Kabupaten Bekasi || Sangkakala7.tv
Polres Metro Bekasi menggelar pemusnahan Barang Bukti (BB) berupa narkoba dengan rincian barang bukti Ganja 79.123 Kg, Sabu 56.02 gram, dan 7000 butir Obat-obatan golongan pil G,
Hal ini disampaikan oleh Kapolres Metro Bekasi Kombes Pol Twedi Aditya Bennyahdi dalam acara pemusnahan barang bukti Narkotika. Kamis 30/05/2024.
Kegiatan ini di hadiri oleh, Kepala Kejari Kabupaten Bekasi, Ketua MUI Kabupaten Bekasi, Tokoh Masyarakat Kabupaten Bekasi, Penasehat Hukum Tersangka, Para PJU Polres Metro Bekasi, Para Kapolsek, Dandim, BNN dan Kepala BNK Kabupaten Bekasi dan unsur Forkopimda, yang berlokasi di halaman Polres Metro Bekasi.

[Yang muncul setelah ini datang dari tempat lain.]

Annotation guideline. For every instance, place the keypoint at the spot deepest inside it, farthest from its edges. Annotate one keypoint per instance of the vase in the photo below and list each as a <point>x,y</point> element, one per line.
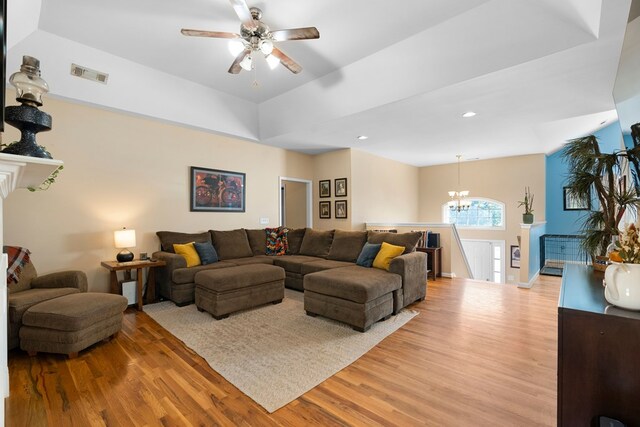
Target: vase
<point>623,285</point>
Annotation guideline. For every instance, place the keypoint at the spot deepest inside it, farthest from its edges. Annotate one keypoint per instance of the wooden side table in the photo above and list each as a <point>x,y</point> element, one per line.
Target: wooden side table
<point>115,266</point>
<point>434,261</point>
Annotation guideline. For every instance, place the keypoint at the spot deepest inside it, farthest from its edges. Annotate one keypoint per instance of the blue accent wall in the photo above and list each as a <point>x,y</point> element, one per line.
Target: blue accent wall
<point>560,221</point>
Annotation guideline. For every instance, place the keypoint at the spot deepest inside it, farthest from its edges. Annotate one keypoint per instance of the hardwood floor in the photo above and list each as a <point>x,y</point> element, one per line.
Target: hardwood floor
<point>477,354</point>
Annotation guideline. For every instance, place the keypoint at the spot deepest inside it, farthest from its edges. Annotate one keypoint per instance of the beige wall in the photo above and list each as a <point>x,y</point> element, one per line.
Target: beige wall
<point>295,207</point>
<point>129,171</point>
<point>329,166</point>
<point>501,179</point>
<point>383,190</point>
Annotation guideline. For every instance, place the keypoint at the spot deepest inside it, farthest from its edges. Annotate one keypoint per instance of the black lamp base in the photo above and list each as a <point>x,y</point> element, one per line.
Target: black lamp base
<point>124,256</point>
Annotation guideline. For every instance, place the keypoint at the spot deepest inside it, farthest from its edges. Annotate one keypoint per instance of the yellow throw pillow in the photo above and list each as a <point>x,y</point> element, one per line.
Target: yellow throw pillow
<point>188,251</point>
<point>386,254</point>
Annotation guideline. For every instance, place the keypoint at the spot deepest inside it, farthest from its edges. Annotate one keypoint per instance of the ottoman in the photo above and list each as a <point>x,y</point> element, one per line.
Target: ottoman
<point>357,296</point>
<point>71,323</point>
<point>227,290</point>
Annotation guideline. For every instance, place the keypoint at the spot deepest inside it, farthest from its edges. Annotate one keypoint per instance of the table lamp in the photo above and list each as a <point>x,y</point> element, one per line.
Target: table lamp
<point>124,239</point>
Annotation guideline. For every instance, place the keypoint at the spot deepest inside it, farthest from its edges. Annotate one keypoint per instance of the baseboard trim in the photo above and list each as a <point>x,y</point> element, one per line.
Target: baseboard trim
<point>529,285</point>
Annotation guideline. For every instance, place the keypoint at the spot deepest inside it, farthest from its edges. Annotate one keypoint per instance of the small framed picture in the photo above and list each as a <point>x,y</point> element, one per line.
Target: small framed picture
<point>325,188</point>
<point>515,256</point>
<point>341,187</point>
<point>325,210</point>
<point>341,209</point>
<point>575,203</point>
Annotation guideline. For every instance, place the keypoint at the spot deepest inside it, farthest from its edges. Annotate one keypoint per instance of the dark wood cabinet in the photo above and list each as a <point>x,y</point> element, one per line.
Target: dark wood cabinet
<point>598,354</point>
<point>434,261</point>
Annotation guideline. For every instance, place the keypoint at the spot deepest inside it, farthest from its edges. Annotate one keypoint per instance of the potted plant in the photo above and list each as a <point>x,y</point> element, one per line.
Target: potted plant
<point>605,173</point>
<point>527,216</point>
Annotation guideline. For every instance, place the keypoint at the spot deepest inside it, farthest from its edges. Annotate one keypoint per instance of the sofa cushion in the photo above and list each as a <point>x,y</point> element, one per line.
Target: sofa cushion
<point>186,275</point>
<point>347,245</point>
<point>19,302</point>
<point>408,240</point>
<point>168,238</point>
<point>325,264</point>
<point>257,259</point>
<point>316,243</point>
<point>294,238</point>
<point>206,252</point>
<point>188,251</point>
<point>231,244</point>
<point>355,283</point>
<point>276,241</point>
<point>257,241</point>
<point>293,263</point>
<point>386,254</point>
<point>368,254</point>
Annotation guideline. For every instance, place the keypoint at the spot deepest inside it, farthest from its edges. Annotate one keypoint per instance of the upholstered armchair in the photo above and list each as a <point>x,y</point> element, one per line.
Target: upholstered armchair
<point>31,289</point>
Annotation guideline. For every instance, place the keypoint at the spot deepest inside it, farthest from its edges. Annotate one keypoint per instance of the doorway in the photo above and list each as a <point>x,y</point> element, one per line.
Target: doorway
<point>295,203</point>
<point>486,259</point>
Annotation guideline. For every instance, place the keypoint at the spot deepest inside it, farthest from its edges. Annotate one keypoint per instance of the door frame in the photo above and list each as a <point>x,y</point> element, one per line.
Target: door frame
<point>309,191</point>
<point>502,244</point>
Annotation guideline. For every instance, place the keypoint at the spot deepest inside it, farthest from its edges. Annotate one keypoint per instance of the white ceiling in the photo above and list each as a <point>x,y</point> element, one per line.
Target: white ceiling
<point>536,71</point>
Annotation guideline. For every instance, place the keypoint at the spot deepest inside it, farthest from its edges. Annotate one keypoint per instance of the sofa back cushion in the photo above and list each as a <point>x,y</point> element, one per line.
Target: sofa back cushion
<point>170,238</point>
<point>347,245</point>
<point>257,241</point>
<point>408,240</point>
<point>231,244</point>
<point>316,243</point>
<point>294,239</point>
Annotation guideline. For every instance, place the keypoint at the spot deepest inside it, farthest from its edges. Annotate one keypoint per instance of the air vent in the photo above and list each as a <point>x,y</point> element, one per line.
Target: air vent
<point>89,74</point>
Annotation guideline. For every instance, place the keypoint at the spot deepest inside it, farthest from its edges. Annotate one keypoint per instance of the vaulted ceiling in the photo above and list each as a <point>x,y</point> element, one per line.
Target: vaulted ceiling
<point>536,72</point>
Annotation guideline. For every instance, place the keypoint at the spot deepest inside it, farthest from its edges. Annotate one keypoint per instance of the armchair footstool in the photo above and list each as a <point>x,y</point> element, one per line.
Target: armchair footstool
<point>71,323</point>
<point>227,290</point>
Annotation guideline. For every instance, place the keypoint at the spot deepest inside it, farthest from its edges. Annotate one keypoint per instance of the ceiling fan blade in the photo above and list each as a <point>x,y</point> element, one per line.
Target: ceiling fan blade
<point>242,10</point>
<point>214,34</point>
<point>235,67</point>
<point>296,34</point>
<point>292,65</point>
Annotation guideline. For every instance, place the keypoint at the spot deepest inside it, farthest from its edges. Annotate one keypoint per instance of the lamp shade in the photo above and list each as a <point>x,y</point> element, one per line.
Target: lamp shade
<point>124,238</point>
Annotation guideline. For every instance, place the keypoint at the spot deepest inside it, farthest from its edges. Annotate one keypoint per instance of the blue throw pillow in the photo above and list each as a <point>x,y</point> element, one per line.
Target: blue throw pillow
<point>206,252</point>
<point>368,254</point>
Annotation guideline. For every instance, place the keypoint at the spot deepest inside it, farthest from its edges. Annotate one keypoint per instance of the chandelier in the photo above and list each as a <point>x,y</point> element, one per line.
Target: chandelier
<point>459,201</point>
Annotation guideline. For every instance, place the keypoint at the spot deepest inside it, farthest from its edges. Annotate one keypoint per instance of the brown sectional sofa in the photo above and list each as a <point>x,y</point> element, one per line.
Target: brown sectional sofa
<point>311,257</point>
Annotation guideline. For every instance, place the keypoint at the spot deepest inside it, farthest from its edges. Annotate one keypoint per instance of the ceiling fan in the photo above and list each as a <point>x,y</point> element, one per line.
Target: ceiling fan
<point>255,36</point>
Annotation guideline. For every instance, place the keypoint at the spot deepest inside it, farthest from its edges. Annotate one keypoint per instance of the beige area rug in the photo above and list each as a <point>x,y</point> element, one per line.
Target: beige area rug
<point>275,353</point>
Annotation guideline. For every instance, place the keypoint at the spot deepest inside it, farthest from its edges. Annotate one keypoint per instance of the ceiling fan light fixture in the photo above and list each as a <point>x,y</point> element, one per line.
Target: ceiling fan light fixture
<point>272,61</point>
<point>266,46</point>
<point>246,63</point>
<point>235,47</point>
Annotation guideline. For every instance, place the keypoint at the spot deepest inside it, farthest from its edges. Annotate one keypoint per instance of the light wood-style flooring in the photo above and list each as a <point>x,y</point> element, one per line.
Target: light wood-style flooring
<point>477,354</point>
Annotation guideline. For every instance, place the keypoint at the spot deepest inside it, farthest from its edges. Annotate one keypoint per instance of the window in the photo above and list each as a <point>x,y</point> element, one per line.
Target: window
<point>483,213</point>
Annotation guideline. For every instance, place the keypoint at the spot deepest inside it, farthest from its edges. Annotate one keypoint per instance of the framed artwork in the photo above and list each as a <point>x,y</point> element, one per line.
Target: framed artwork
<point>574,203</point>
<point>515,256</point>
<point>325,210</point>
<point>325,188</point>
<point>341,209</point>
<point>341,187</point>
<point>214,190</point>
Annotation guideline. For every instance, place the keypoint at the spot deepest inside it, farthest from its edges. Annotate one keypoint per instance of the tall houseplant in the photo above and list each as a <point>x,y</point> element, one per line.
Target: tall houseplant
<point>606,175</point>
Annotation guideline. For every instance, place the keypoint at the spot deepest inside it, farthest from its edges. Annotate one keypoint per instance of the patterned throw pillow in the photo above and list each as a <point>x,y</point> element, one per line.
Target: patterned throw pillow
<point>277,243</point>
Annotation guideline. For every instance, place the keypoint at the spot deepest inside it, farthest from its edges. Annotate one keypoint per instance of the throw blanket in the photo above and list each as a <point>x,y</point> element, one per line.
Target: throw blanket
<point>18,258</point>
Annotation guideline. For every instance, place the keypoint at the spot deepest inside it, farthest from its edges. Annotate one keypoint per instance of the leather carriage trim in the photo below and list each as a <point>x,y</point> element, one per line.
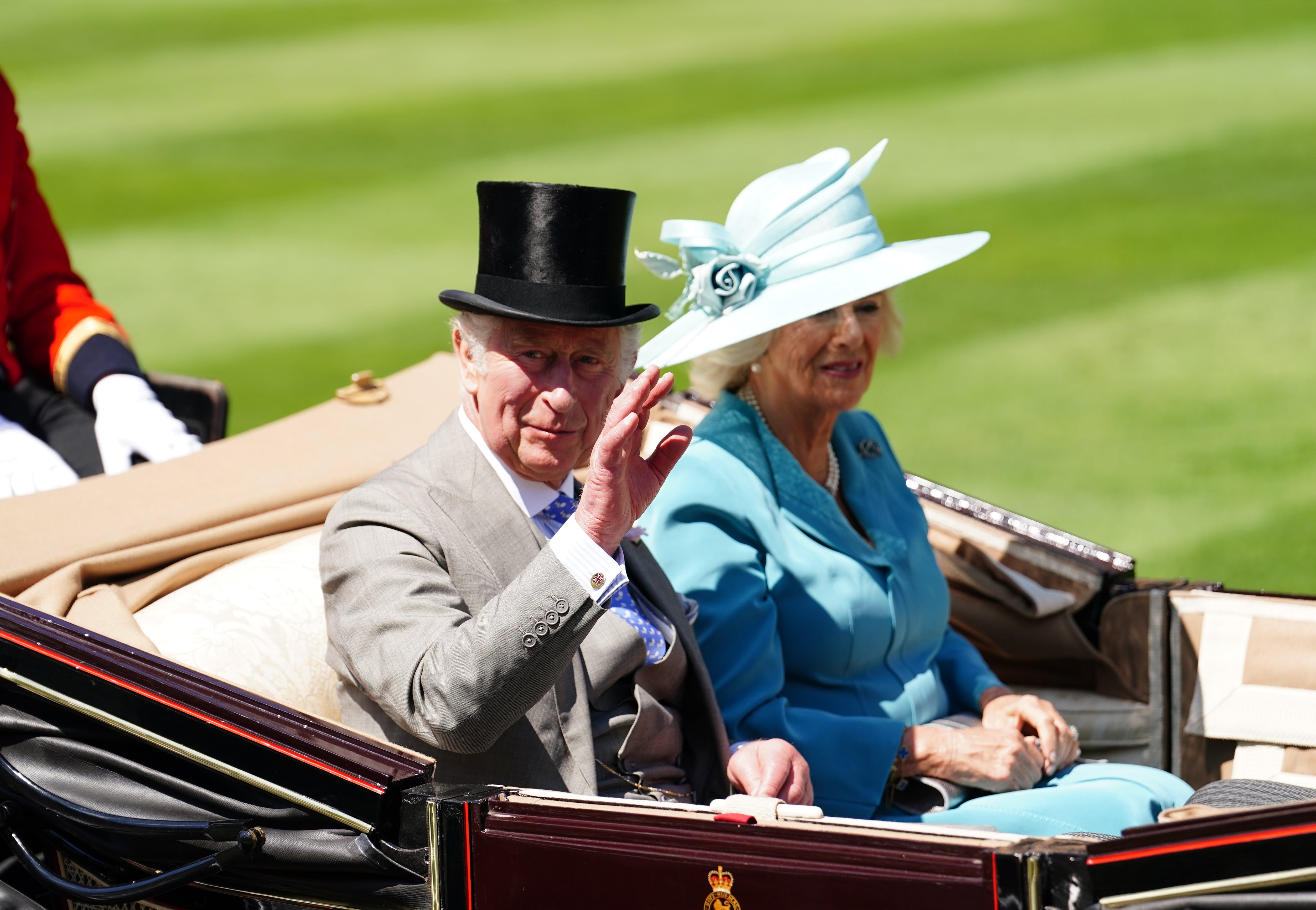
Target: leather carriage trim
<point>294,900</point>
<point>1224,841</point>
<point>194,713</point>
<point>1019,525</point>
<point>178,749</point>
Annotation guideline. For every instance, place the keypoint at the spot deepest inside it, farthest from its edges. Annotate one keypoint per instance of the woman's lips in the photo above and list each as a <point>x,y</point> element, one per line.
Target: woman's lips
<point>843,369</point>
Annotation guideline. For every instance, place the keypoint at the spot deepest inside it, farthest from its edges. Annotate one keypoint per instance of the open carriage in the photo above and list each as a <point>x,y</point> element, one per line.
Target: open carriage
<point>169,734</point>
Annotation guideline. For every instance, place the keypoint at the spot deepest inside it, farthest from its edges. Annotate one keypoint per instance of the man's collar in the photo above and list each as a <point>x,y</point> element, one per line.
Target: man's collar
<point>531,496</point>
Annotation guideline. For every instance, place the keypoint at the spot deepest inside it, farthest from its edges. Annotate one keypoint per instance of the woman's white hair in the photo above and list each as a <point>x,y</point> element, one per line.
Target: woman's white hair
<point>478,328</point>
<point>728,368</point>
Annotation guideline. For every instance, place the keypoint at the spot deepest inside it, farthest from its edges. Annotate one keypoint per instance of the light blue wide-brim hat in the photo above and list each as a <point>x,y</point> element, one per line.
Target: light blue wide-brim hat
<point>798,242</point>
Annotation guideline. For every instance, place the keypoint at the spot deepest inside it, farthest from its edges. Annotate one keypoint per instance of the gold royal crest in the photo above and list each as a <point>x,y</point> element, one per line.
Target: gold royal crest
<point>722,897</point>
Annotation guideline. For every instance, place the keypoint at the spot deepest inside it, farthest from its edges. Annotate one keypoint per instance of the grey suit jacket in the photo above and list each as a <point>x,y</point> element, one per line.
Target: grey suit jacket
<point>434,577</point>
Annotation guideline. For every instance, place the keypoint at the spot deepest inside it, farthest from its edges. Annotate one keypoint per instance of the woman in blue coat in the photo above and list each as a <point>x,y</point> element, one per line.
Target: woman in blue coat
<point>823,614</point>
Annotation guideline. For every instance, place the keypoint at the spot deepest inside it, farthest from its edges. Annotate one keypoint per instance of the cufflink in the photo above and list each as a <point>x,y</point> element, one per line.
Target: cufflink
<point>869,448</point>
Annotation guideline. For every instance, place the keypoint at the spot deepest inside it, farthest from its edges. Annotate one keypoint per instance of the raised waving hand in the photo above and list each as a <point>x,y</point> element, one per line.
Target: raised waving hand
<point>622,483</point>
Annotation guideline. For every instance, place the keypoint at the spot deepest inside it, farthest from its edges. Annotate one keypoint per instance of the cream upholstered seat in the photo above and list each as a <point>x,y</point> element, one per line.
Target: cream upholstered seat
<point>257,624</point>
<point>1256,681</point>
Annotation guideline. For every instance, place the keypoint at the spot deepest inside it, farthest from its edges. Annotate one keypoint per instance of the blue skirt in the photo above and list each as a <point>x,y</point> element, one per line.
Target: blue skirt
<point>1101,799</point>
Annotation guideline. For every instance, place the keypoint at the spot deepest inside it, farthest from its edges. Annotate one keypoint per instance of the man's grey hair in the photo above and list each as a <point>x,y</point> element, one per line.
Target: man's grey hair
<point>478,328</point>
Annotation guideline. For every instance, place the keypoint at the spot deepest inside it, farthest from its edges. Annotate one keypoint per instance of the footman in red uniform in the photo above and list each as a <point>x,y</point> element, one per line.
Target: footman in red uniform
<point>73,401</point>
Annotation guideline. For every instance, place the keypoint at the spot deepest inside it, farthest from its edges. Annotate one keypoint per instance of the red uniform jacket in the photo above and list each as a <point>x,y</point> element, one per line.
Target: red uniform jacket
<point>48,314</point>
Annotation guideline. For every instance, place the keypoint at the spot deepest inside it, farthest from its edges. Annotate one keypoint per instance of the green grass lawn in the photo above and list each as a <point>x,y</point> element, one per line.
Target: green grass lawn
<point>273,193</point>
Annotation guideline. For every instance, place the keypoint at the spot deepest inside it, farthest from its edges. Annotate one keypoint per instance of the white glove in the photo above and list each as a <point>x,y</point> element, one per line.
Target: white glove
<point>131,419</point>
<point>30,465</point>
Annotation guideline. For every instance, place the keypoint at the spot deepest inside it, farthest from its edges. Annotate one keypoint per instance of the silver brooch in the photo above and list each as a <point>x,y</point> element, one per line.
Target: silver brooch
<point>869,448</point>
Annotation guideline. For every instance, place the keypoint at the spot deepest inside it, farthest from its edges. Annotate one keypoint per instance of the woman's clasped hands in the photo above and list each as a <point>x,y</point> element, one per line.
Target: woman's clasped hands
<point>1022,739</point>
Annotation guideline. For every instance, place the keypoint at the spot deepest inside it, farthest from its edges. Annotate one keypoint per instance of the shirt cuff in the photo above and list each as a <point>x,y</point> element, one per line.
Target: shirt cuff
<point>598,573</point>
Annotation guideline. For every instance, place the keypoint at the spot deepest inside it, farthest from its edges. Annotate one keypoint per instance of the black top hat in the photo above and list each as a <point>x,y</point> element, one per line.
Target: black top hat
<point>553,253</point>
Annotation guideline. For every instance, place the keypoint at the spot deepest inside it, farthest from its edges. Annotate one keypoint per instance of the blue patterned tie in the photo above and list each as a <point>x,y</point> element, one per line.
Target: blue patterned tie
<point>622,604</point>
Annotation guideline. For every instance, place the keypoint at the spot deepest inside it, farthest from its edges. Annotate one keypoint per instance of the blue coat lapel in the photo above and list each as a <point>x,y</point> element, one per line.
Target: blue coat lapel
<point>735,427</point>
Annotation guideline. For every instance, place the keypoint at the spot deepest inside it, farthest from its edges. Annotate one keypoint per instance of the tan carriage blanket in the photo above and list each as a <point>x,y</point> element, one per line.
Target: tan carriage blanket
<point>161,526</point>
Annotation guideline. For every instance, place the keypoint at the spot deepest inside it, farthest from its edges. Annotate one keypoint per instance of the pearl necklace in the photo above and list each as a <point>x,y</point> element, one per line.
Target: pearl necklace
<point>834,464</point>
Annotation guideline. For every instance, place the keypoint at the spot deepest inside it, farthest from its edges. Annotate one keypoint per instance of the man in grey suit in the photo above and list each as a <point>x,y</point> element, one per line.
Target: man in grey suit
<point>486,610</point>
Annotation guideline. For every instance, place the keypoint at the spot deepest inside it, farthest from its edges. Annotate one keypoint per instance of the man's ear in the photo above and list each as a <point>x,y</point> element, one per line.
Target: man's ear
<point>466,363</point>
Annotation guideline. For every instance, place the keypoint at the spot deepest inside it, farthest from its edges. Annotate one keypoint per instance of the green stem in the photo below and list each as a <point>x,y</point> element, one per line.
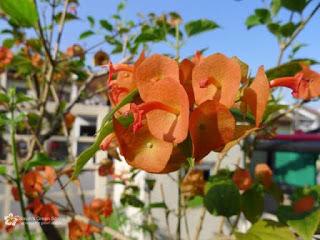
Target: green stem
<point>18,178</point>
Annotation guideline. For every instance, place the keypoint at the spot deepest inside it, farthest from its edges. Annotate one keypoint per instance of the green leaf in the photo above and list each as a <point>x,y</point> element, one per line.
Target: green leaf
<point>275,6</point>
<point>21,12</point>
<point>266,230</point>
<point>252,21</point>
<point>150,34</point>
<point>306,226</point>
<point>288,29</point>
<point>106,129</point>
<point>199,26</point>
<point>294,5</point>
<point>195,202</point>
<point>263,14</point>
<point>106,25</point>
<point>91,21</point>
<point>252,203</point>
<point>41,159</point>
<point>3,169</point>
<point>86,34</point>
<point>223,199</point>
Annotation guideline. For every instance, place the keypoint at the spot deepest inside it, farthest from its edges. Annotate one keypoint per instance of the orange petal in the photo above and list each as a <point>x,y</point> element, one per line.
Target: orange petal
<point>186,67</point>
<point>165,125</point>
<point>256,96</point>
<point>223,74</point>
<point>154,69</point>
<point>211,127</point>
<point>142,150</point>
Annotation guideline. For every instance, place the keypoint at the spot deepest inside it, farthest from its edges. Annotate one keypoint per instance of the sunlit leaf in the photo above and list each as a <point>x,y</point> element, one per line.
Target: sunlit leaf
<point>199,26</point>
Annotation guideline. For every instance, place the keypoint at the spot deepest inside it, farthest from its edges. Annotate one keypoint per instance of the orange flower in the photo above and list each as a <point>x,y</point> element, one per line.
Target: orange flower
<point>264,174</point>
<point>211,126</point>
<point>48,212</point>
<point>185,71</point>
<point>75,51</point>
<point>216,77</point>
<point>193,184</point>
<point>304,85</point>
<point>6,56</point>
<point>257,95</point>
<point>48,173</point>
<point>242,178</point>
<point>98,207</point>
<point>15,193</point>
<point>77,229</point>
<point>33,183</point>
<point>304,204</point>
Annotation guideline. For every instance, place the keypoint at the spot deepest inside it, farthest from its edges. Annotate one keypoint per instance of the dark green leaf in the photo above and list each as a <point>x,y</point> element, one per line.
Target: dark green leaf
<point>22,12</point>
<point>198,26</point>
<point>263,14</point>
<point>294,5</point>
<point>41,159</point>
<point>275,6</point>
<point>86,34</point>
<point>252,21</point>
<point>306,226</point>
<point>223,199</point>
<point>106,25</point>
<point>288,29</point>
<point>252,203</point>
<point>266,230</point>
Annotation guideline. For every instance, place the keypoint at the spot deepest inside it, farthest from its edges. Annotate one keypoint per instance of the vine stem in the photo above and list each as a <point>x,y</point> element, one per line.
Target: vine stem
<point>18,178</point>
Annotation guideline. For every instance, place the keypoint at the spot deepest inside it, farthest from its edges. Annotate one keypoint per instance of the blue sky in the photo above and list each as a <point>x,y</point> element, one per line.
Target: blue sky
<point>256,46</point>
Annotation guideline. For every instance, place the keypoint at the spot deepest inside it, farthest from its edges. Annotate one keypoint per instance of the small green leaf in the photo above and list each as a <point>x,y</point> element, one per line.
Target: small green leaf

Sebelum dilakukan pemusnahan barang bukti, terlebih dahulu dilakukan penandatangan Berita Acara Kapolres Metro Bekasi berserta Forkopimda Kabupaten Bekasi.
h
Pemusnahan barang bukti dilakukan oleh Kapolres beserta tamu undangan lainnya, dan unsur forkopimda. Pemusnahan Obat haram tersebut langsung dihancurkan dengan mengunakan mobil.
“Untuk menekan angka kriminalitas, kami dari Polres Metro Bekasi berkomitmen dalam melakukan penindakan peredaran maupun penggunaan narkoba dan tentunya kita bekerja sama dengan instansi lainnya seperti BNN dan BNK,” tegasnya.
Di kesempatan yang sama, Kasatresnarkoba Kompol Dedi Herdina mengungkapkan, barang bukti yang dimusnahkan hari ini adalah ganja, sabu, dan jenis obat-obatan golongan G.
“Adapun rincian barang bukti yang dimusnahkan yakni ganja sebanyak 79.123 Kg, sabu 56,02 gram dan 7000 butir obat-obatan golongan G,” ungkap Kompol Dedi.

Dalam keterangannya Kasatresnarkoba Kompol Dedi Herdina mengatakan, untuk kasus narkoba jenis sabu pelaku mendapatkan restorative justice.
“Untuk kasus sabu pelaku adalah seorang pemakai dan mereka mendapatkan restorative justice yang penanganannya adalah rehabilitasi,” kata Kasat.
Sementara untuk kasus narkotika jenis ganja, lanjut Kompol Dedi, didapati lima orang pelaku yang dijadikan tersangka dan terancam hukuman pidana pasal 114 tahun Undang–Undang Nomor 35 Tahun 2009 tentang Narkotika.
“Untuk lima tersangka pengedar ganja lintas provinsi Aceh, Medan, Sumatera dan Jawa ini terancam hukuman maksimal 20 tahun dan minimal 6 tahun penjara,” tutupnya.